Por Norberto Cambiasso
Teoría de la cultura.
Un mapa de la cuestión.
Gerhart Schröder, Helga Breuninger (compiladores)
Fondo de Cultura Económica.
192 páginas.
Hubo un tiempo, no muy lejano, en que el concepto de cultura pareció detentar una evidencia tal que se plantaba orgulloso desde el título mismo de aquellos textos que aspiraban a dilucidarlo. Baste pensar –en una selección incompleta pero no del todo azarosa– en las Notas hacia una definición de la cultura de T. S. Eliot, en Sobre el carácter afirmativo de la cultura de Herbert Marcuse, en Cultura y Sociedad de Raymond Williams o en el clásico de Clement Greenberg Arte y Cultura que guió a varias generaciones de críticos y artistas por las proezas laberínticas del modernismo. No es el caso de esta serie de conferencias sobre tan huidiza noción que organizó la Universidad de Stuttgart en el lustro que va de 1996 al 2001. La similitud es engañosa porque la traducción castellana oculta un dato fundamental: que el título alemán está en plural y reza Teorías de la cultura contemporáneas.
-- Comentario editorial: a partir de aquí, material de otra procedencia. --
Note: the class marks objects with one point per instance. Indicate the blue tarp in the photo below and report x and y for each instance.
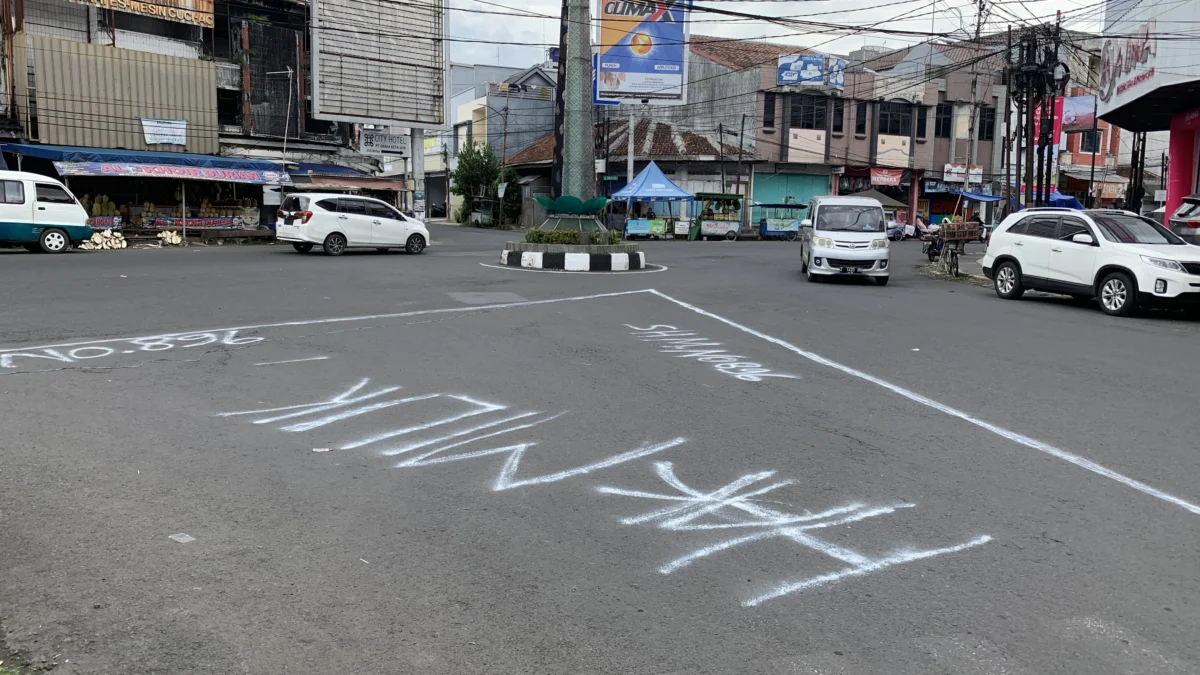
(976, 197)
(652, 186)
(303, 168)
(1059, 199)
(76, 154)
Plural que delata cierta perplejidad que rápidamente se vuelve incomodidad. Por un lado, la conciencia ineluctable de que debemos abandonar cualquier concepción universal de la cultura, a riesgo de recaer en un eurocentrismo ligado a cierta voluntad imperial. Un punto que hace explícito Edward Said en su contribución a este volumen. Por el otro, la asunción demasiado apresurada de este nuevo relativismo que elude las definiciones tajantes para refugiarse en los lugares comunes.
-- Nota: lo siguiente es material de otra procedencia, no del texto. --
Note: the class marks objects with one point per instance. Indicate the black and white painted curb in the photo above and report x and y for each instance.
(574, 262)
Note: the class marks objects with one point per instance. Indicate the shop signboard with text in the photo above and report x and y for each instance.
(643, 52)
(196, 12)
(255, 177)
El tono general del libro lo da la conferencia introductoria de Gadamer, una comparación poco convincente entre conversación y música que concluye con la admonición –no por meritoria menos perogrullesca– de que aprendamos a convivir más allá de nuestras diferencias culturales. La conversación se convierte en monólogo con el correr de los artículos, incapaces de cualquier generalización que arranque a los conferencistas de los límites estrechos de sus respectivas disciplinas.
La repugnancia visceral de Stephen Greenblatt ante los “males” complementarios del cientificismo y el historicismo lo lleva a postular que “la historia no existe en algún lugar fuera de la mente y sus fantasmas”. A partir del análisis de un film de Kieslowski, el omnipresente Zizek asume sin ruborizarse la función que cumple la producción de fantasmas, en el sentido psicoanalítico del término, como escudo protector del personaje ante la realidad. Lorraine Daston la emprende contra la comunidad científica y cuestiona la objetividad basada en conceptos y razones. Esta retirada hacia la noche de la intuición donde todos los gatos son pardos se completa con la desconfianza radical de Norbert Bolz por la gran teoría y su reemplazo por las más remunerables tareas de asesoramiento y legitimación de las decisiones de políticos y empresarios.
A excepción del interesante texto del egiptólogo Jan Assman y del ya mencionado de Said, el resto naufraga en el elenco estable de la posmodernidad: el fin de la historia, la crisis de los grandes relatos, el relativismo a ultranza, la pérdida de toda objetividad y la extinción de la idea de progreso.